The ONS has been hit by a widening series of data quality problems affecting some of its most important economic figures, among them jobs statistics, producer prices, trade figures and most recently consumer prices inflation.
The decision to split the role of the UK’s top statistician — occupied until recently by Sir Ian Diamond — comes after years of warnings by economists that the job is too unwieldy.
Denise Lievesley, a former president of the Royal Statistical Society, told the FT last month that the job was too wide-ranging and required too many different skills to be easily found in one person.
As national statistician, Diamond was responsible not only for the daily running of the ONS but also for leading the government’s statistical service, representing the UK internationally and advising ministers.
The Devereux review found a host of problems with the way the office operates, including poor co-ordination between team members, staff retention issues, and only piecemeal efforts to tackle emerging problems in statistical series.

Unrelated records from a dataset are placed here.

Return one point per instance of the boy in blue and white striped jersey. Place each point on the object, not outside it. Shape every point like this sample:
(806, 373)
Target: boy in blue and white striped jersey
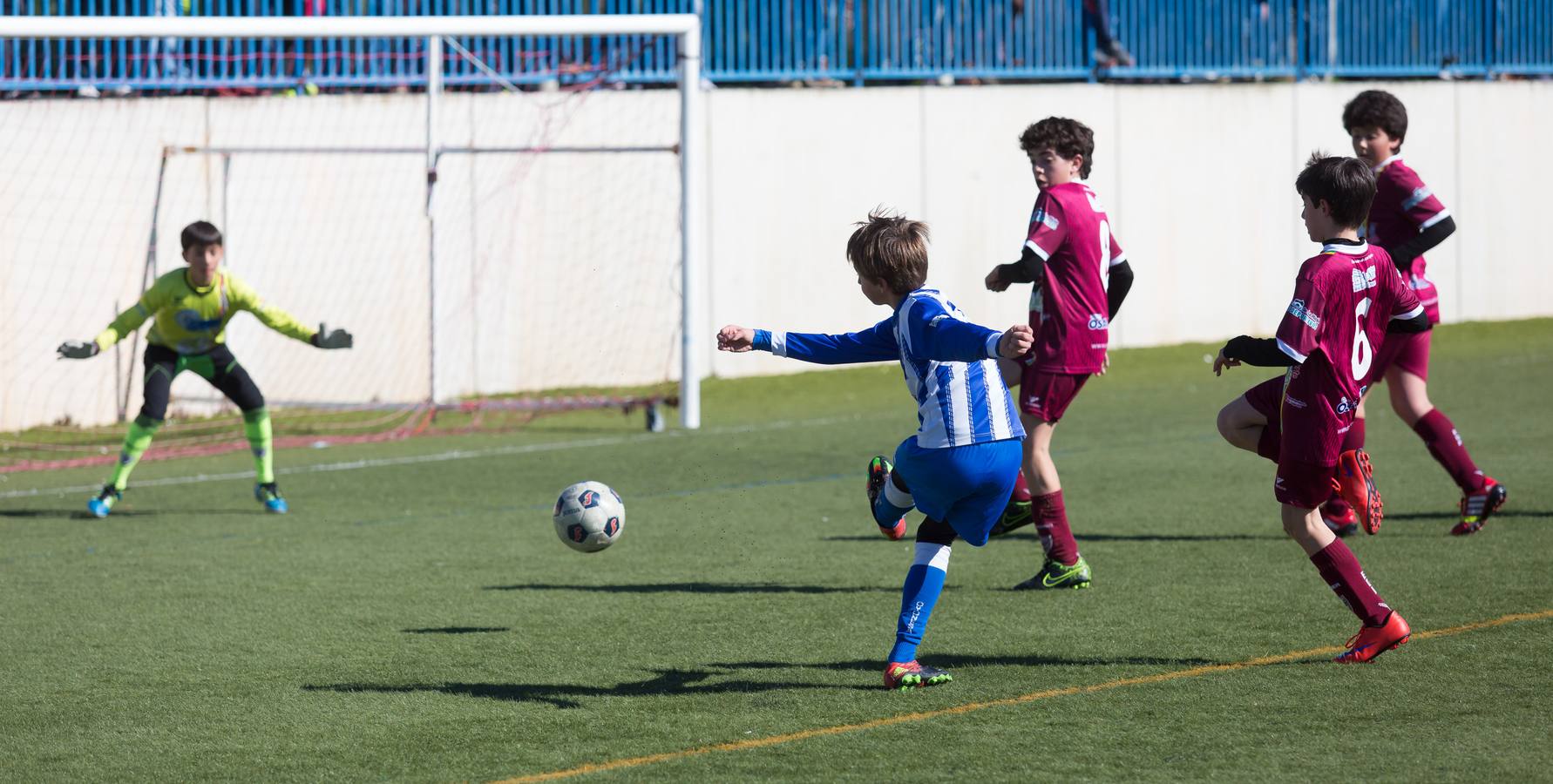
(961, 463)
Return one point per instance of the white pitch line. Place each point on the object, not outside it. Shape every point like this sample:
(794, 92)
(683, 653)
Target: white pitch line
(458, 454)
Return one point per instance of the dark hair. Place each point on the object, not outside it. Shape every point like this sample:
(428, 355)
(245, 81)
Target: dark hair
(892, 249)
(1068, 137)
(199, 233)
(1376, 109)
(1346, 185)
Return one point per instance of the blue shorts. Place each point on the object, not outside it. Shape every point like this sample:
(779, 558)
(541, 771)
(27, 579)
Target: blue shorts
(963, 486)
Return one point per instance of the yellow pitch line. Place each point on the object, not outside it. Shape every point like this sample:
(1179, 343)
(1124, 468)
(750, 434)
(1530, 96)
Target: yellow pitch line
(907, 718)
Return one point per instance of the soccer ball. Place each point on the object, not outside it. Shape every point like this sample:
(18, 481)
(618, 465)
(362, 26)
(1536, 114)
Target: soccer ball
(589, 516)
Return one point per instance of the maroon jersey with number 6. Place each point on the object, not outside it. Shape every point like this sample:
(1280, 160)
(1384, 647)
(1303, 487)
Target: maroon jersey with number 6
(1070, 233)
(1342, 303)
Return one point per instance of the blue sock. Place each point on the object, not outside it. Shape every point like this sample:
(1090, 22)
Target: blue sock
(919, 597)
(889, 506)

The ONS said it will now beef up efforts to spot problems in data, develop a new business register with wider sampling, boost its household survey by knocking on more doors, and spend an extra £10mn to pay for 150 new roles focused on core economic and population statistics.
To fund this, it is closing its Integrated Data Programme — where it has led a cross-government effort to join up data sources, with mixed results — scaling back its work on social and public policy topics; and cutting management and back office roles.
In addition, the ONS promised to engineer “a shift in the culture of our organisation, to embrace critical views, encourage greater curiosity, heed early warning signals and be open about the challenges we face”.